Most of the best marketing tricks I have learned over the years are from Pro Wrestling. You’d be surprised how applicable most Wrestling audience trickery can be in the day-to-day stuff.
One of the easiest tricks to use is the Cheap Pop, which is defined as:
Cheap pop
The incitement of a positive crowd reaction by “kissing up” to the crowd (for example, mentioning the name of the city or complimenting a local sports team). Heels often follow the same principle but in reverse to get booed (see “Cheap heat” above).
Wreslting Lore
Cheap Pop Title Examples
I used this trick this week with my post Elf on the Shelf (for Money), where I mentioned Gail Vaz-Oxlade by name and then incorporated her style into the content. The other Cheap Pop trick I did was ensuring that when the story was posted, I included @GailVazOxlade (her Twitter handle) in my Twitter push for the article. I was lucky enough that she read it (and wasn’t annoyed by my statement), and her readers saw that, and I got a nice bump in readership that day.

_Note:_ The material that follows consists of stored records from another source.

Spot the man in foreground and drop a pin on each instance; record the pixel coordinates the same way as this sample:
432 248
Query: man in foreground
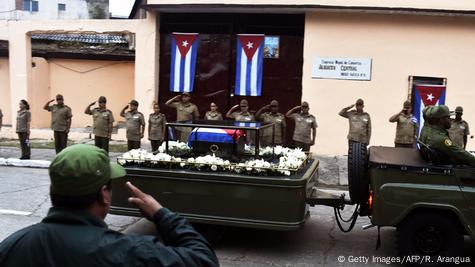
74 233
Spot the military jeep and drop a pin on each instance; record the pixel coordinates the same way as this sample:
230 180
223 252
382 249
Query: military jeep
432 206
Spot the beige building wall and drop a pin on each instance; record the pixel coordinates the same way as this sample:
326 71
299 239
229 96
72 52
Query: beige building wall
400 46
144 82
422 4
39 92
5 90
81 82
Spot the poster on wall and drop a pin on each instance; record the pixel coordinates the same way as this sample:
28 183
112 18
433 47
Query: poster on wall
271 47
249 64
341 68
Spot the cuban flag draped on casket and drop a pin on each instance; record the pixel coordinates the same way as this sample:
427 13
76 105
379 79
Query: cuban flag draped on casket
183 61
427 95
249 64
215 135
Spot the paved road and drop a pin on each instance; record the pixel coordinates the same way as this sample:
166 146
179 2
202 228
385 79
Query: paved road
320 243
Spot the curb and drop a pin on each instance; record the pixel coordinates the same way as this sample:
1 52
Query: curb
42 164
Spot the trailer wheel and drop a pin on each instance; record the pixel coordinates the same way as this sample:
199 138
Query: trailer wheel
428 236
358 179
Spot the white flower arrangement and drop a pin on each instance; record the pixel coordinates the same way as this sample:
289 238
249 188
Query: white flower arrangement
174 146
289 160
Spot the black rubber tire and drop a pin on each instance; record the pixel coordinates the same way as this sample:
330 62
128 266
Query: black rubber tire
358 178
429 234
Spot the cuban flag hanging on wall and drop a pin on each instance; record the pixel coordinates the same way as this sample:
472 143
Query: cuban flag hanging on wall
427 95
183 62
249 64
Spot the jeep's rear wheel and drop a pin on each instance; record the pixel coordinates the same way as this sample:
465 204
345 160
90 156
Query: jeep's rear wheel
429 234
358 180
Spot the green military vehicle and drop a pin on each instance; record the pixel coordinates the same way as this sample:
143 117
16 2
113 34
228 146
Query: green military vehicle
432 206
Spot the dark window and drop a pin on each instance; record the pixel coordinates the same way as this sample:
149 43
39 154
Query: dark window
26 5
34 6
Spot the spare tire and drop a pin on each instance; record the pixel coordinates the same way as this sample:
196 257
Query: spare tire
358 178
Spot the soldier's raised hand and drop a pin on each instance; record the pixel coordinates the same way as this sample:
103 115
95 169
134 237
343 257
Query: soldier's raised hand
147 205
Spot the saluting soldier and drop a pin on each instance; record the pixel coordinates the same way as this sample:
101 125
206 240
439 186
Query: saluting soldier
185 111
305 126
360 122
1 119
213 114
459 130
156 127
134 125
23 120
243 115
406 128
439 141
60 122
274 116
102 123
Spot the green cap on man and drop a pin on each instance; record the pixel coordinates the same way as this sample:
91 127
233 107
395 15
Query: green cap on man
81 169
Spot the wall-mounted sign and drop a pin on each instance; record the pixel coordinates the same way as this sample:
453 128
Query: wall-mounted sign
341 68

Is this a cheap way to get more readers (maybe only briefly)? It may add more readers than Carnival Post has ever done for me. I would only do this if you knew you would get a relatively positive response from the “celebrity” you mentioned, but this post then got exposed to Gail’s 24,000 followers (not bad). Nice pop for the day.
How do you get the biggest Pop?
Agreeing with current trends can help, and having a snappy video to go with it. Including a topical Meme never hurts eithers.
Is a Swerve the Same as a Cheap Pop?
No a swerve tactic is trying to be contrary to see if you can get a bigger Pop. A cheap pop is simply cow-towing to current topics.